US surveillance data crucial for Ukraine, top commander says
Lt. Gen. Nayev said the surveillance helps accurately pinpoint Russian targets.
NORTHERN UKRAINE -- Lt. Gen. Serhiy Nayev, one of the most senior commanders of the Ukrainian Armed Forces, believes that the data surveillance the United States has collected is crucial in Ukraine's efforts amid the ongoing war.
Nayev is in charge of all troops based in the north of Ukraine which guard 600 miles of border with Belarus and Russia. In an exclusive interview with ABC News, he gave rare on-camera details about intelligence provided by the U.S., which has allowed the Ukrainian military to destroy key Russian targets in occupied parts of Ukraine.
The Ukrainian commander confirmed that the U.S. provides "surveillance data," allowing the Ukrainian Armed Forces to more accurately pinpoint Russian targets within Ukraine's borders.
"This help is crucial for us," he told ABC News.
Nayev said he was in "constant contact" with American generals stationed in other parts of Europe.
He said an exchange of data between the Ukrainians and Americans helped the Ukrainian military to pinpoint targets using U.S.-supplied HIMARS rocket systems.
"This work goes perfectly in real-time," he said.
Nayev spoke with ABC News at a series of Ukrainian military exercises held Saturday in the Rivne region of northern Ukraine, approximately 40 miles south of the border with Belarus.
During the military exercises, Ukrainian forces simulated how they would defend a major nuclear power plant situated in that region in the event of a fresh Russian invasion from the north.
When Russia launched its full-scale invasion of Ukraine in February of last year, Russian troops quickly seized the Zaporizhzhia Nuclear Power Plant in southern Ukraine.
Russia's control of the Zaporizhzhia Nuclear Plant presents a high-stakes challenge for Ukrainian forces in that part of the country and the Kremlin has often made ominous warnings about the potential for a wartime nuclear disaster at the plant.
Nayev said Ukraine had a "good understanding" of the threat of a Russian assault from the north, underlining that Ukrainian forces are "not just waiting for them."
"This is the toughest phase of war because the enemy strengthened its forces thanks to new mobilization and their forces are much bigger now," Nayev said. "If we compare the beginning of the war, the number of their infantry troops was around 160,000-180,000 people. Now, it is more than 350,000. Their forces are much bigger and it makes the combat situation more difficult because of the larger number of men."
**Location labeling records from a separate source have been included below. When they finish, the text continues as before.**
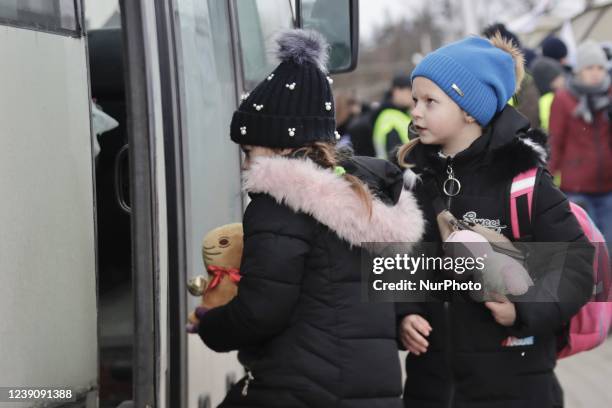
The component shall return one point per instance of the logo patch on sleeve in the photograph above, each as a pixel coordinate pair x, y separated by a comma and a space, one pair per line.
516, 342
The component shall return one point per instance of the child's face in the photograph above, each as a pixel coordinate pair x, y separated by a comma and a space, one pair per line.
436, 117
592, 75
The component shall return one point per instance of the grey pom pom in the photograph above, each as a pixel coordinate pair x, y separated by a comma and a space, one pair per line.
303, 46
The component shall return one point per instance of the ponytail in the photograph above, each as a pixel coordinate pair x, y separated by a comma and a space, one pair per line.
327, 156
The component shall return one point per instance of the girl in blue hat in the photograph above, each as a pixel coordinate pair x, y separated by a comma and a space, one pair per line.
470, 146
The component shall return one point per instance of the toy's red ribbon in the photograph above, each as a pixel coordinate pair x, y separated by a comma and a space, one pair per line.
218, 272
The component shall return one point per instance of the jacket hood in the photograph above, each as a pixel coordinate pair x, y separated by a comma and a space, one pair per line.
306, 187
507, 146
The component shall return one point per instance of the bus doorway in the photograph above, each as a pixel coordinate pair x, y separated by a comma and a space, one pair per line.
115, 290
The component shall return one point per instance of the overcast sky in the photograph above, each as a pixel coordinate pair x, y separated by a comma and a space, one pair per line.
372, 13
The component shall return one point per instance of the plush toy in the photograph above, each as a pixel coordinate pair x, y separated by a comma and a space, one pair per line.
222, 253
502, 274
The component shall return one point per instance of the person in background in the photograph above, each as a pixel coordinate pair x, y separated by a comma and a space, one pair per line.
549, 78
581, 138
526, 100
393, 117
347, 109
555, 48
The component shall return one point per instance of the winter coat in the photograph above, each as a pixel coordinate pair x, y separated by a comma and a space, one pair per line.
582, 152
472, 361
298, 321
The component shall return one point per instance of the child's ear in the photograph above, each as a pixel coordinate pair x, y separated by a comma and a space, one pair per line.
468, 119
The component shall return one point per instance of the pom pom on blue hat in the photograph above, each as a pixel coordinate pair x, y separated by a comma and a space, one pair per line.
475, 74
He said Ukraine had increased the number of land mines in the border region by tenfold.
However, the overall commander of Ukrainian forces in the north played down the likelihood of a Russian assault from Belarus in the near term.
Nayev also stressed the need for western partners to supply Ukraine with longer-range missiles so that Ukraine can hit Russian ammunition depots and military command and control centers in eastern and southern Ukraine.